Effects of experimental warming and elevated CO2 on surface methane and CO­2 fluxes from a boreal black spruce peatland

Abstract:

High latitude peatlands represent a major terrestrial carbon store sensitive to climate change, as well as a globally significant methane source. While elevated atmospheric carbon dioxide concentrations and warming temperatures may increase peat respiration and C losses to the atmosphere, reductions in peatland water tables associated with increased growing season evapotranspiration may alter the nature of trace gas emission and increase peat C losses as CO₂ relative to methane (CH₄). As CH₄ is a greenhouse gas with twenty times the warming potential of CO₂, it is critical to understand how surface fluxes of CO₂ and CH₄ will be influenced by factors associated with global climate change. We used automated soil respiration chambers to assess the influence of elevated atmospheric CO₂ and whole ecosystem warming on peatland CH₄ and CO₂ fluxes at the SPRUCE (Spruce and Peatland Responses Under Climatic and Environmental Change) Experiment in northern Minnesota. Belowground warming treatments were initiated in July 2014 and whole ecosystem warming and elevated CO₂ treatments began in August 2015. Here we report soil iCO₂ and iCH₄ flux responses to the first year of belowground warming and the first two months of whole ecosystem manipulation.
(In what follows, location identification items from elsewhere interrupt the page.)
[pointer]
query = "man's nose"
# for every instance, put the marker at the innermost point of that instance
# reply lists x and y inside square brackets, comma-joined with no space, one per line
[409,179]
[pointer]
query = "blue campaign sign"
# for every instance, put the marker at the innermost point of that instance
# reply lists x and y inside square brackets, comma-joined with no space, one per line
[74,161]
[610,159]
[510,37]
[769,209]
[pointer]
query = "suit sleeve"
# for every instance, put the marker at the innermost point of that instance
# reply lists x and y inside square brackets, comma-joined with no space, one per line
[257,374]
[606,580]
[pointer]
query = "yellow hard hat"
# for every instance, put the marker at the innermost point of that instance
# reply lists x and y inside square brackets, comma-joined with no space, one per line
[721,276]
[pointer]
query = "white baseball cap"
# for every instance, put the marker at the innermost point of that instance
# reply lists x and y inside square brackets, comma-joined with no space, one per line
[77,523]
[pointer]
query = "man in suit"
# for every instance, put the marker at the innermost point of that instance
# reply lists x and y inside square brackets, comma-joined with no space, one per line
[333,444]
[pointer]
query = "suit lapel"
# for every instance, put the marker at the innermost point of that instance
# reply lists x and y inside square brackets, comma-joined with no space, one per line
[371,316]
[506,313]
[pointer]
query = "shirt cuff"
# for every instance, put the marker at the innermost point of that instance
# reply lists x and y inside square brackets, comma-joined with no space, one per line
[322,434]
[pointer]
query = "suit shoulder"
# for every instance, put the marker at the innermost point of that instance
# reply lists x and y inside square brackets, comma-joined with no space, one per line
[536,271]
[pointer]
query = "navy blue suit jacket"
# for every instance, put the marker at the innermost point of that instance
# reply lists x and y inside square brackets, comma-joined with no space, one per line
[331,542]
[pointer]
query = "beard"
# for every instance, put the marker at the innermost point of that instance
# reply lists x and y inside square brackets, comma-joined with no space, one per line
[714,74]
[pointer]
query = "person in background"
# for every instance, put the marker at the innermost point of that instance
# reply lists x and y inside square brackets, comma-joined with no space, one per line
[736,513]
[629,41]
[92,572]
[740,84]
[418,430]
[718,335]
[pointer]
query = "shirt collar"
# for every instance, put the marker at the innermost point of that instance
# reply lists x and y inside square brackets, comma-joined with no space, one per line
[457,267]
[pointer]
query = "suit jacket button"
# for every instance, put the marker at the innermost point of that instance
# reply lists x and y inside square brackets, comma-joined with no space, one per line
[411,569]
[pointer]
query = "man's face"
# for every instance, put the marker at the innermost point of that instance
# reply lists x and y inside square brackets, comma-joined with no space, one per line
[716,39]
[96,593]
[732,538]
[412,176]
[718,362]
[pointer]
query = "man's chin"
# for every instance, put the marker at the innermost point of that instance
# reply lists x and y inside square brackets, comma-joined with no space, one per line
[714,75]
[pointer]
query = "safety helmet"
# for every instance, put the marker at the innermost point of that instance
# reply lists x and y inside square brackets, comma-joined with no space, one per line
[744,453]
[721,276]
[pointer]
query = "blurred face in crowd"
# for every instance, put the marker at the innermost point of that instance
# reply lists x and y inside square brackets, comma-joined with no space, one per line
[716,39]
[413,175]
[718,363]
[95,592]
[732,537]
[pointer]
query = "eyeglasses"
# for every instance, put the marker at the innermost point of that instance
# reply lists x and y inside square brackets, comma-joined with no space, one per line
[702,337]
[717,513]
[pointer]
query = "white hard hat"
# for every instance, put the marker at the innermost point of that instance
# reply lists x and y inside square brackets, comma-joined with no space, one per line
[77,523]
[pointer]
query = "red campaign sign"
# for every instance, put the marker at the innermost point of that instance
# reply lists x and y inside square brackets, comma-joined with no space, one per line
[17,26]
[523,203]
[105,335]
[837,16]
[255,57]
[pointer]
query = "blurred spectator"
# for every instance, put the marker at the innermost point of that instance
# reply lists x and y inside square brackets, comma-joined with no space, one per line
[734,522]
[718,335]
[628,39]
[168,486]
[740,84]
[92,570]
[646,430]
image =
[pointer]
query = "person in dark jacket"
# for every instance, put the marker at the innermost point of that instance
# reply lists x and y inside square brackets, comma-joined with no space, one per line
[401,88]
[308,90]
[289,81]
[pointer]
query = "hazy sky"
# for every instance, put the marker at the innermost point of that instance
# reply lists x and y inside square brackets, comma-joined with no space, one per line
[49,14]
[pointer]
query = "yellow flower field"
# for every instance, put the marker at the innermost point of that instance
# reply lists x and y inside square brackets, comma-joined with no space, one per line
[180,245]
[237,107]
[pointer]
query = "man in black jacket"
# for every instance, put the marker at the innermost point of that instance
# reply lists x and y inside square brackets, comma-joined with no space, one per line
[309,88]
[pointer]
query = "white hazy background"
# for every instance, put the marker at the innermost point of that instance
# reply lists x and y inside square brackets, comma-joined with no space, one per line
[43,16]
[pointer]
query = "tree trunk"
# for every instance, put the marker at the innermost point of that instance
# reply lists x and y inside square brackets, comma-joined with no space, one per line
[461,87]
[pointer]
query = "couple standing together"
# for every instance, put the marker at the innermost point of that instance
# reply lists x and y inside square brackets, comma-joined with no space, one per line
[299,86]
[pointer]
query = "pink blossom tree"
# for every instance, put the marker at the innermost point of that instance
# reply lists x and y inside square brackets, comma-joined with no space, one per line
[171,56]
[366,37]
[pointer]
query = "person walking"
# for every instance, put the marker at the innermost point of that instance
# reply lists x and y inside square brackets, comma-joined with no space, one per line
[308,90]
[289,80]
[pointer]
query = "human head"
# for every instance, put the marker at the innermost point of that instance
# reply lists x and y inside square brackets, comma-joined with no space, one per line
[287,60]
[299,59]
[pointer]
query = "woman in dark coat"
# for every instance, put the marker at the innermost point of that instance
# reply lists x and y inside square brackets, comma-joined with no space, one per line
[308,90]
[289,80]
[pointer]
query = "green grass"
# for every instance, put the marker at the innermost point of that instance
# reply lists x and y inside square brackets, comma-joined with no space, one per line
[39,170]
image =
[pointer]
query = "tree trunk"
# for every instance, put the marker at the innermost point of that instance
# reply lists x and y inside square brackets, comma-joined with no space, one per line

We also leverage the spatial and temporal density of measurements across the twenty autochambers to assess how physical (i.e., plant species composition, microtopography) and environmental (i.e., peat temperature, water table position, oxygen availability) factors influence observed rates of CH₄ and CO₂ loss. We find that methane fluxes increased significantly across warming treatments following the first year of belowground warming, while belowground warming alone had little influence on soil CO₂ fluxes. Peat microtopography strongly influenced trace gas emission rates, with higher CH₄ fluxes in hollow locations and higher CO₂ fluxes in hummock locations. While there was no difference in the isotopic composition of the methane fluxes between hollow and hummock locations, δ¹³CH₄ was more depleted in the early and late growing season, indicating a transition from hydrogenotrophic to acetoclastic methanogenesis during periods of high photosynthetic input.